Local authority - LA
Local authority is a generic term for any level of local government in the UK. LAs include non-metropolitan districts, metropolitan districts, unitary authorities and London boroughs (in England); Welsh unitary authorities; Scottish council areas; and Northern Irish district council areas.
Middle Layer Super Output Area - (MSOA)
These areas have a minimum population of 5,000, with an overall mean of 7,200. They were built from groups of Lower Layer Super Output Areas and constrained by the local authority boundaries of 2003. There are around 7,000 MSOAs in England and Wales.
Lower Layer Super Output Area - (LSOA)
These have a minimum population of 1,000, with an overall mean of 1,500. They are built from groups of Output Areas. There are around 34,000 LSOAs in England and Wales.
Output Area - (OA)
In England and Wales OAs were designed from the 2001 Census. Postcodes were grouped into OAs according to a set of design criteria. OAs have a minimum population size of 100 with an overall mean of 300. There are around 175,000 OAs in England and Wales.
As a result of the 2011 Census changes were identified which resulted in the creation of the 2011 Statistical Geography Hierarchy. This new hierarchy superseded the 2001 Statistical Geography hierarchy which was created following the 2001 Census. Full details of the changes are provided by ONS Geography.
Data available for statistical geographies
Neighbourhood Statistics is constantly striving to increase the amount of data available. As time goes by it is expected that more and more datasets will become available. However, there is already a vast amount of data available for this statistical hierarchy aiming to help understanding of issues of deprivation in small areas.
Understanding the hierarchy
Figure 1: Statistical hierarchy.
The future of Neighbourhood Statistics Geography
The MSOA, LSOA and OA geographies are the building blocks upon which the National Statistics 'Geography Policy' is built. Follow this link for more information on the National Statistics Geography Policy.
Section 2: Mapping 'Economic Activity - Full-time Employees'
We can map the areas that are present in the lowest 10 per cent of the data i.e. as there were 354 local authorities in England at the time the data in the example was published, we will consider the 35 (354/10) that have the lowest percentage of full-time resident employees in 2001.
Map 1: The 35 local authorities that have the lowest percentage of full-time resident employees, based on data from the 2001 Census, across England.
The map shows the geographical spread of these local authorities across England. It highlights a cluster of local authorities in the South West and East of England that have a low percentage of full-time employees.
What it does not show is how the percentage of full-time employees is distributed through each local authority area.
Rather than investigating the percentage of full-time employees across all England, we will instead consider a single Government Office Region (GOR).
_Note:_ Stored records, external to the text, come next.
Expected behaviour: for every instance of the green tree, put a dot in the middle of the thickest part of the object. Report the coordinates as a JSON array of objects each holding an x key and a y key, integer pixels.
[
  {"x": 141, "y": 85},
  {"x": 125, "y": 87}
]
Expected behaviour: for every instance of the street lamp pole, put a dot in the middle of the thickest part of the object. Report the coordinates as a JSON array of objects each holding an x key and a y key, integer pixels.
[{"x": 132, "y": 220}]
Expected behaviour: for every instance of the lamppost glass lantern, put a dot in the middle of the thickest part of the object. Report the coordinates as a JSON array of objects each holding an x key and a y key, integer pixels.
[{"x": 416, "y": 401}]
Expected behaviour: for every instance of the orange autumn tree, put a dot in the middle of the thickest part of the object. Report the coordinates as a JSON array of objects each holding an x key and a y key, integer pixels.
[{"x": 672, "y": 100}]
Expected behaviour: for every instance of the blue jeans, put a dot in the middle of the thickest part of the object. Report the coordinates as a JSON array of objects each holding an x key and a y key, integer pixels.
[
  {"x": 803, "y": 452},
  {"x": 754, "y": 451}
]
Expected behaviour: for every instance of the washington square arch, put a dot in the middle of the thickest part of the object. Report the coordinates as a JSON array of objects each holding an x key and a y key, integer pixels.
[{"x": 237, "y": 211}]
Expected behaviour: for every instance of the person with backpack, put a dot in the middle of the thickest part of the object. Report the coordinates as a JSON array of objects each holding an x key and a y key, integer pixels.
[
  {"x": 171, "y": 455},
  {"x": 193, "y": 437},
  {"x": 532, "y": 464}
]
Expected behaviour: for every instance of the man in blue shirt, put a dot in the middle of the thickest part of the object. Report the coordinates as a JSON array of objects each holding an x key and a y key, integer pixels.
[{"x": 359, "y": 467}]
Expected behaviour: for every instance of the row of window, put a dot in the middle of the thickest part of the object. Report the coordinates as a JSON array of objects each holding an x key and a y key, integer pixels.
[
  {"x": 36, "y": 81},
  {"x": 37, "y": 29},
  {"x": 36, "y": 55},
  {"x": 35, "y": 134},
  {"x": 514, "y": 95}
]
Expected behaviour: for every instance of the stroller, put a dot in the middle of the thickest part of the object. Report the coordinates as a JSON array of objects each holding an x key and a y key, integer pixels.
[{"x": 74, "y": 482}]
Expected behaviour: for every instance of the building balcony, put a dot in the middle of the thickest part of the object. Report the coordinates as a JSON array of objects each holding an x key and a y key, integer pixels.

For the rest of the study we will investigate the percentage of full-time employees in the East of England GOR. However, these steps of analysis can be repeated for any region or area.
Middle Layer Super Output Areas
We can continue our investigation into the percentage of full-time employees by repeating the same process of highlighting the MSOAs that fall within the lowest 10 per cent of full-time employees in the East of England.
Map 2: The MSOAs in the lowest 10 per cent for full-time employees across England but geographically located in the East of England GOR
It is difficult to tell from Map 2 the differences between the MSOA and the local authority areas. However, if we overlay the local authority areas with the MSOA areas we can see the effect.
Map 3: Comparison between local authority areas and MSOAs with the lowest 10 per cent of full-time employees across England but geographically located in the East of England
shows that those areas present in the lowest 10 per cent of full-time employees using MSOA geography, are different from those that are within the lowest 10 per cent for local authority areas. It is easy to see the differences when investigating at this lower geographical layer.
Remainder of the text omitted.